Christoff was model player

The Hobey Baker Award, presented annually since 1981 to the best Division I hockey player in the United States since 1981, is 16 inches high and weighs 40 pounds. Sculptor Bill Mack, a Minnesota native, was the designer and began the process of making the trophy by searching for a model. That search led to Steve Christoff, a Minnesota high school star who became a member of the "Miracle on Ice" U.S. team that won the gold medal at the 1980 Lake Placid Olympics before playing five seasons in the NHL. The original casting of the trophy is on display at Xcel Energy Center, home of the Minnesota Wild.


Lowe started it all for Oilers

The Edmonton Oilers of the 1980s smashed goal-scoring records and won the Stanley Cup five times in seven seasons. Hall of Famers such as Wayne Gretzky and Mark Messier were part of the Oilers when they joined the NHL from the World Hockey Association for the 1979-80 season. But the honor of scoring the first NHL goal in Oilers history belongs to rookie defenseman Kevin Lowe, who did it in the second period of their first game on Oct. 10, 1979, against the Chicago Blackhawks at Chicago Stadium.
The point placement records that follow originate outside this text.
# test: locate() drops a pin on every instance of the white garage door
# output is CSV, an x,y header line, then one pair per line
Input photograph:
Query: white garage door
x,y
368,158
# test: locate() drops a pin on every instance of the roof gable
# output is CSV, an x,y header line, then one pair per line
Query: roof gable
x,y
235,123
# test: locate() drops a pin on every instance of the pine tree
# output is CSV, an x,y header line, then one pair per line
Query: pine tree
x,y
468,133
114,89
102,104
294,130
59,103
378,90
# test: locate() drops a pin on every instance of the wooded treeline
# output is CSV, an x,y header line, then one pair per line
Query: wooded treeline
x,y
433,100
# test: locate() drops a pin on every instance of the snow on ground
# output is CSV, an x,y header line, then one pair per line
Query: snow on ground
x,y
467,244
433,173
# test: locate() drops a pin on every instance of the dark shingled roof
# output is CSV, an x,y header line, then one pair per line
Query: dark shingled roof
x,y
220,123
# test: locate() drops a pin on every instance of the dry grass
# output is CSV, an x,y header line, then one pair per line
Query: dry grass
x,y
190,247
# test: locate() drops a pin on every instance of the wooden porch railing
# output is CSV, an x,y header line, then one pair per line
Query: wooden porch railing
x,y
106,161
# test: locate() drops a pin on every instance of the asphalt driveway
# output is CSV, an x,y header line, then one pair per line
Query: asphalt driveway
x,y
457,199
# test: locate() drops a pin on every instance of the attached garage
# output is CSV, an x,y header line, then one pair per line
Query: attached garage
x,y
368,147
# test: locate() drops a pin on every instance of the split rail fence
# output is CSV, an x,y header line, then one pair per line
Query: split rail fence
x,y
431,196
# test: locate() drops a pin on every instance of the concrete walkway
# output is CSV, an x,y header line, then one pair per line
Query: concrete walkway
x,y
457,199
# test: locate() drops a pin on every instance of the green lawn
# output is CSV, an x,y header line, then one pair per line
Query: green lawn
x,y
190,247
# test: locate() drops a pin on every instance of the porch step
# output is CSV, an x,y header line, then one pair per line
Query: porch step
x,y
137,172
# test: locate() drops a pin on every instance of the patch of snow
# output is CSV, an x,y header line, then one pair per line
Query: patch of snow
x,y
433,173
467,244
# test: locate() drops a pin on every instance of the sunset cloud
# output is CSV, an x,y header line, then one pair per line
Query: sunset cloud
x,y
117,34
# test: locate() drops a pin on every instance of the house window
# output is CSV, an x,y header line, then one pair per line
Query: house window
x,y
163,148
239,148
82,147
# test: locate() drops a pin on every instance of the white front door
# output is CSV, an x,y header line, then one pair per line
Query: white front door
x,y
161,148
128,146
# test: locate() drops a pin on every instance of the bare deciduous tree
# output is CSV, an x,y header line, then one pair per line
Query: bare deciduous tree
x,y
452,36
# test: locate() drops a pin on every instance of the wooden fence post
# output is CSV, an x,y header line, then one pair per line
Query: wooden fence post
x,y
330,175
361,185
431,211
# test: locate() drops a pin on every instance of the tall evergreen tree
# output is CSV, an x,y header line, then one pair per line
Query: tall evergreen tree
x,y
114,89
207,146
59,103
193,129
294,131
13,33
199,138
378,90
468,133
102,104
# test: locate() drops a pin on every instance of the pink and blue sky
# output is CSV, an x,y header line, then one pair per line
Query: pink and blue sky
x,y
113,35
After scoring in his NHL debut, Lowe had just 83 goals in his next 1,253 NHL games; however, he did play on six Cup-winning teams.


Gretzky gets first Oilers penalty

If Lowe was an unlikely choice to score the first NHL goal in Oilers history, the first Edmonton player to be penalized is equally one of the most unlikely. Gretzky, the NHL's all-time scoring leader, took the first penalty in Oilers history when he was called for slashing at 5:19 of the first period in Edmonton's debut game against the Blackhawks. He later assisted on Lowe's goal for the first of his 2,857 NHL points, though the Oilers lost the game 4-2. Gretzky finished his NHL career with 577 penalty minutes (an average of less than 29 per season during his 20-year career) and won the Lady Byng Trophy for his combination of skill and clean play five times.


Red Wings were goalie factory

From the 1940s through the early 1960s, the Detroit Red excelled at churning out top-flight goalies. Johnny Mowers helped the Red Wings reach the 1942 Stanley Cup Final, then was a First-Team All-Star and Vezina Trophy winner the following season. He was followed by Harry Lumley, Terry Sawchuk, Glenn Hall, Sawchuk again and Roger Crozier. Lumley, Sawchuk and Hall are all members of the Hall of Fame.


Blackhawks first to pull goalie

The idea of pulling a goalie in favor of a sixth skater is almost 80 years old. On March 16, 1941 the Black Hawks (then two words) did it when coach Paul Thompson replaced goalie Sam LoPresti with an extra attacker; it was the first time that tactic was employed in an NHL game. The only problem for Thompson and the Blackhawks was that it didn't work; the Toronto Maple Leafs won the game 3-0.


Guidolin led wartime youth movement

NHL teams had their rosters decimated after the United States entered World War II, so they had to look for players who were too old or too young to join the military. The youngest of these was Bep Guidolin, a 16-year-old forward from Thorold, Ontario, who made his NHL debut with the Boston Bruins on Nov. 12, 1942. He turned 17 a few weeks later and finished the season with 22 points (seven goals, 15 assists) in 42 games. Guidolin played nine seasons in the League and later coached the Bruins and Kansas City Scouts; he's still the youngest player to skate in an NHL game.


He's No. 2

Any hockey fan worth his weight in pucks knows that Jacques Plante of the Montreal Canadiens was the first goalie to wear a face mask on a full-time basis. It didn't take long for other goalies to follow suit. The second goalie to wear a mask was Don Simmons of the Boston Bruins. Simmons later played on three Stanley Cup-winning teams with the Toronto Maple Leafs, finished his NHL career with the New York Rangers in 1969 and went on to post-career success as the founder of Don Simmons Sports, an Ontario business that specialized in goalie equipment.


Red Wings pioneer season tickets

Today's fans take the idea of season tickets for granted. But no team in any major pro sport sold season tickets until the Red Wings got the idea for the 1930-31 season. They offered Detroit fans a season-ticket plan that provided the option of paying for their seats in five monthly installments. At the time, no other team could make that statement.